MCP tool invokes Argus REST API¶
When MCP Tools defined in the MCP STDIO server gets invoked that leads to call Argus REST API call,
the API key will be supplied to each request's header as Argus-API-Key: $ARGUS_API_KEY.
MCP Tool Documentation¶
Alarm¶
- Argus Alarm Search Translator MCP Tools: Documentation for tools that help build and validate Argus alarm search queries before execution.
- Argus Alarm REST MCP Tools: Documentation for tools that invoke REST calls towards Argus APIs for alarm and attack-category data.
Asset¶
- Argus Asset Search Translator MCP Tools: Documentation for tools that help build and validate Argus asset search and statistics queries before execution.
- Argus Asset REST MCP Tools: Documentation for tools that invoke REST calls towards Argus APIs for asset data and asset statistics.
Case¶
- Argus Case Search Translator MCP Tools: Documentation for tools that help build and validate Argus case search queries before execution.
- Argus Case REST MCP Tools: Documentation for tools that invoke REST calls towards Argus APIs to search for cases, fetch case details, fetch case comments and tags, and list allowed case metadata values.
Customer¶
- Argus Customer REST MCP Tools: Documentation for tools that invoke REST calls towards Argus APIs for customer information and customer properties.
Data Store¶
- Argus Data Store REST MCP Tools: Documentation for tools that invoke REST calls towards Argus APIs for datastore descriptors and centrally managed datastore entries.
Event¶
- Argus Event Search Translator MCP Tools: Documentation for tools that help build and validate Argus event search and statistics queries before execution.
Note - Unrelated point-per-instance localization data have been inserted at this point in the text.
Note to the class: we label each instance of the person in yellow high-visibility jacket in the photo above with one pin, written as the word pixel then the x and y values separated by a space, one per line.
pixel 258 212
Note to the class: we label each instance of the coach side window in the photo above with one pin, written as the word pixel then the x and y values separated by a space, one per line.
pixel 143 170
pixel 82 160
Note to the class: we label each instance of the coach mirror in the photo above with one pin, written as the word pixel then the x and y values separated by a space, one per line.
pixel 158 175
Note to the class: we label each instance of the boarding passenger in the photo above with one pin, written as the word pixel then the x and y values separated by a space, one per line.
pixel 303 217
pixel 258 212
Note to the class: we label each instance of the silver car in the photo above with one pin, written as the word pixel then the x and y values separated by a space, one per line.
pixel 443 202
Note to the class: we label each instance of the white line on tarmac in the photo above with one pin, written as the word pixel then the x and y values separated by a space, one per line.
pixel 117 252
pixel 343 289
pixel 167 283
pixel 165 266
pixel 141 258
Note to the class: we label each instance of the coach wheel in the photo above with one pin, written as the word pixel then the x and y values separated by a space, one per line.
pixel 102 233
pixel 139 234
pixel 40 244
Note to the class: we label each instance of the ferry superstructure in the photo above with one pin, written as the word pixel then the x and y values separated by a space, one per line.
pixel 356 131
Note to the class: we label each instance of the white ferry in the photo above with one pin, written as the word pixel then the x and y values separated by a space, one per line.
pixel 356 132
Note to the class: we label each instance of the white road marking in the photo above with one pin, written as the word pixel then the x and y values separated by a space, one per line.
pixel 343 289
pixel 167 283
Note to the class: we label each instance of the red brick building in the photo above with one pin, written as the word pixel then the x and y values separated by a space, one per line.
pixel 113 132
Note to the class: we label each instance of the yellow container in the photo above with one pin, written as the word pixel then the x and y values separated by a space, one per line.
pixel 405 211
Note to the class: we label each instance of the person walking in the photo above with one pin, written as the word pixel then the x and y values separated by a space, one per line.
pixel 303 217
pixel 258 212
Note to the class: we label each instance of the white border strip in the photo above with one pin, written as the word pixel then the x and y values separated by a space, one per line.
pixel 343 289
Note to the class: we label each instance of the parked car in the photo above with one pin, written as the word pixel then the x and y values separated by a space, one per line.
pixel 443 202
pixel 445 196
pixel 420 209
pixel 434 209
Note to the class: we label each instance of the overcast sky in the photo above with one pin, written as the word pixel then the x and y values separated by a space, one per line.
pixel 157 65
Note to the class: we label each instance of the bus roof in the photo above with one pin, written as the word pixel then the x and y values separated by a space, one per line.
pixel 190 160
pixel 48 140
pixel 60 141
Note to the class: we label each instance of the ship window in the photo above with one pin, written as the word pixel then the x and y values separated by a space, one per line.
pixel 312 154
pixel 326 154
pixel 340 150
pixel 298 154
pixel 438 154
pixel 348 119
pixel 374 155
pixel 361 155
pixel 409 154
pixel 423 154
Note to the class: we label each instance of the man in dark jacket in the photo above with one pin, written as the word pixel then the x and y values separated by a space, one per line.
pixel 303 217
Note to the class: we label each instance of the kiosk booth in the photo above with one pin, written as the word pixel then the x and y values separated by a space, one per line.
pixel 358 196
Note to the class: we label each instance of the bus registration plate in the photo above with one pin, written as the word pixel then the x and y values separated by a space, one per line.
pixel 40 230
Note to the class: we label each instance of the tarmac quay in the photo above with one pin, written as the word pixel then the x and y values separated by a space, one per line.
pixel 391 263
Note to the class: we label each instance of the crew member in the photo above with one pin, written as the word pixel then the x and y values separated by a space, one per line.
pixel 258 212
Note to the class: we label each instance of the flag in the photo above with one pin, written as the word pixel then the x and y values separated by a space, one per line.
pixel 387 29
- Argus Event REST MCP Tools: Documentation for tools that invoke REST calls towards Argus APIs to search for events, calculate event statistics, list events associated with a case, fetch event details, and fetch event lineage.
Metric¶
- Argus Metric Search Translator MCP Tools: Documentation for tools that help build and validate Argus metric aggregation queries before execution.
- Argus Metric REST MCP Tools: Documentation for tools that invoke REST calls towards Argus APIs for metric aggregation data.
Event Filter¶
Analysis Filter¶
- Argus Analysis Filter Search Translator MCP Tools: Documentation for tools that help build and validate Argus analysis filter search queries before execution.
- Argus Analysis Filter REST MCP Tools: Documentation for tools that invoke REST calls towards Argus APIs for analysis filter data.
Annotation Filter¶
- Argus Annotation Filter Search Translator MCP Tools: Documentation for tools that help build and validate Argus annotation filter search queries before execution.
- Argus Annotation Filter REST MCP Tools: Documentation for tools that invoke REST calls towards Argus APIs for annotation filter data.
Match Filter¶
- Argus Match Filter Search Translator MCP Tools: Documentation for tools that help build and validate Argus match filter search queries before execution.
- Argus Match Filter REST MCP Tools: Documentation for tools that invoke REST calls towards Argus APIs for match filter data.
PassiveDNS¶
- Argus PassiveDNS Search Translator MCP Tools: Documentation for tools that help build and validate Argus PassiveDNS search queries before execution.
- Argus PassiveDNS REST MCP Tools: Documentation for tools that invoke REST calls towards Argus APIs for PassiveDNS data.
Reputation¶
- Argus Reputation REST MCP Tools: Documentation for tools that invoke REST calls towards Argus APIs for Cyber IOC reputation data.
Lessons Learned¶
Building an Internal Chat Agent with MCP Servers¶
When implementing an internal chat portal or agent with Argus MCP servers and an open-source LLM, such as Qwen 3.6, do not rely on the model alone to decide whether live Argus data is needed.
In testing, we observed two important failure modes:
- The LLM could hallucinate Argus results.
- The LLM could answer as if it had called an MCP server, while actually fabricating Argus data from model knowledge, assumptions, or conversation history.
For operational data, this is risky. Argus data is customer-specific, freshness-sensitive, and often security-relevant. The agent harness around the model should therefore enforce tool usage, freshness rules, and result validation.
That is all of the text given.